I think it's difficult to prioritize things in a relationship. I have been in some bad relationships. So to say that sex drive is more important than being fun is not necessarily going to be true. It's relative. Each one, in absence, is detrimental to the couple.

Posted
That's the point though. She has me gushing plenty, I just don't announce that... especially after the beating I took from you all last time I did. :(

 

PM me anytime you need to gush about her. I think it's neat and rare. Not too many men wear their hearts on their sleeves!

  • Author
Posted
PM me anytime you need to gush about her. I think it's neat and rare. Not too many men wear their hearts on their sleeves!

 

:love::love: I love you WWIU :bunny:

Posted
:love::love: I love you WWIU :bunny:

 

Right back at ya! :love:

  • Author
Posted

Dog Lover:

 

I understand that walking into this it seems selfish, but there is a history that is at work here, including a failed marrige that suffered from an absolute lack of sex and intimacy from my wife. That said:

 

do you want to have sex with your partner when you know she is probably not enjoying it, just to please you?

In a word, yes. I don't always feel like doing things for her, but I do them anyway. Because I care for her and because she wants it. I am absolutely comfortable enough with myself to accept and enjoy an act of sexual pleasure from my gf that may not be the most sincere act possible. You can call me a pig, but you have no idea.

 

a guy who'd say that to me would be dumped by me right there.

Well, considering your sex drive will diminish at some point, I feel bad for the man that will say that to you. I'm sorry you don't feel any sense of selflessness or commitment to satisfy your lover.

 

Working fulltime and going to school is different than just working a lot, like you. She has work that she has to focus on...for her career and financial future. She is in the medical field it appears and will be making a lot of money and she has to focus on that right now. Boyfriends come and go, but her future is more important and you have to be content with taking a backseat to that right now. SHe has stresses you don't even relate to in a minor way if she is finishing up a degree and working in her field on top of that. Her life HAS to be pretty much that right now, especially if she is in the medical field.

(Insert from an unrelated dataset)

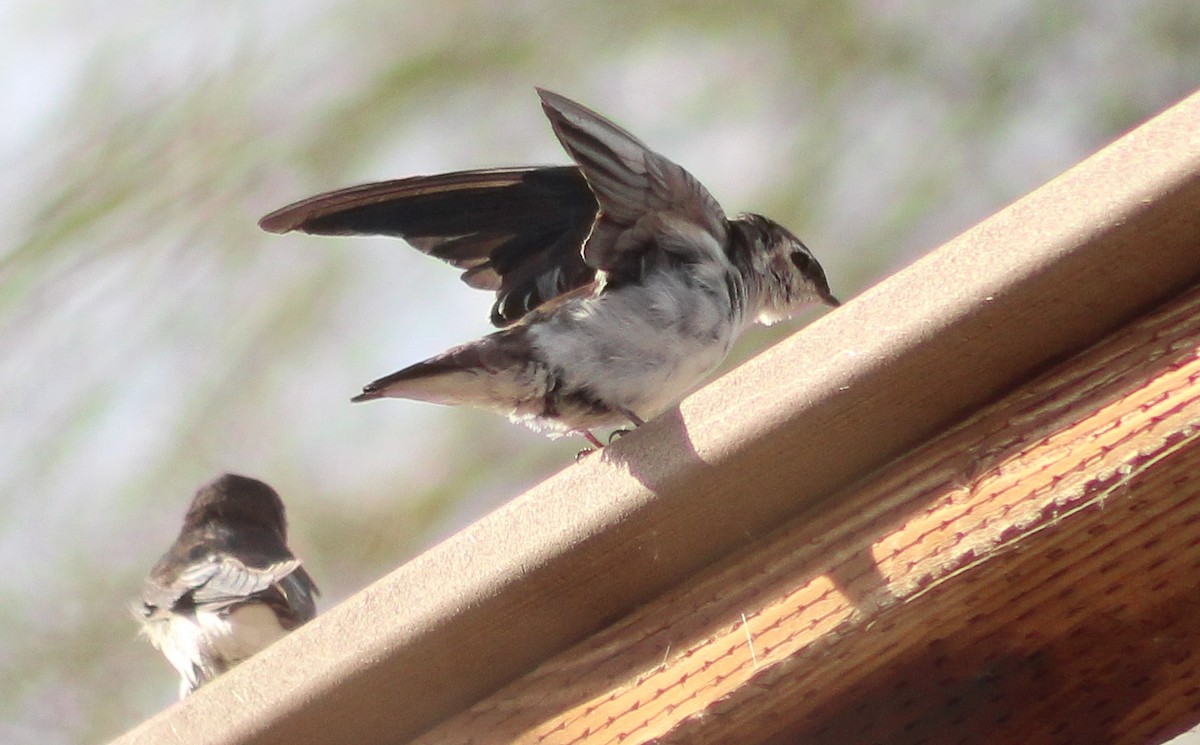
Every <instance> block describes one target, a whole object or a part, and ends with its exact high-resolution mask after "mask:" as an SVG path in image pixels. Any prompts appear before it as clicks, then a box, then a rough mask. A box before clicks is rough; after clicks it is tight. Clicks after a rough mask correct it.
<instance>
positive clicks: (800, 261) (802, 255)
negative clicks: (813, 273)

Excuse me? I don't have to focus on the homeless drug addicts that count on me everyday? I did school, I have a Master's +60... I worked my a$$ off, and all along felt a sense of obligation to my partner.

 

I can't relate to her stresses? I am placed in situations on a daily basis where my life is at risk. When I go to work I instinctively scan the environment for weapons and other dangerous objects that can be used againt me. I have to leave my house at 4AM because someone had identified that my client is beligerent and suicidal on the overpass of I-5.

 

I know stress... and I want sex.

 

If you are willing to wait until she finishes school to have the perfect sexlife, that shows you have high character and support and care about her goals. If you can't wait and support her, and are just going to be worried about your own sexual needs, then do her a favor and dump her now.

 

Read again, she has finished school... and I am waiting. Just because you are willing to sacrifice a sex life for some bullsh*t idea of perfect and complete romantic sexless love, doesn't mean that a fully functioning (emotionally and physically) man like myself is. Her life now is not a whole lot less stressful than it will be forever in her field. If this is her coping mechanism, we are not compatible. I don't ask for perfect. I don't ask for daily. Hell, I don't ask for it except on weekends. I don't want to dump her, this wouldn't even be a discussion if I did.

 

I wish you luck in finding a man that would do what you describe... or even a woman for that matter.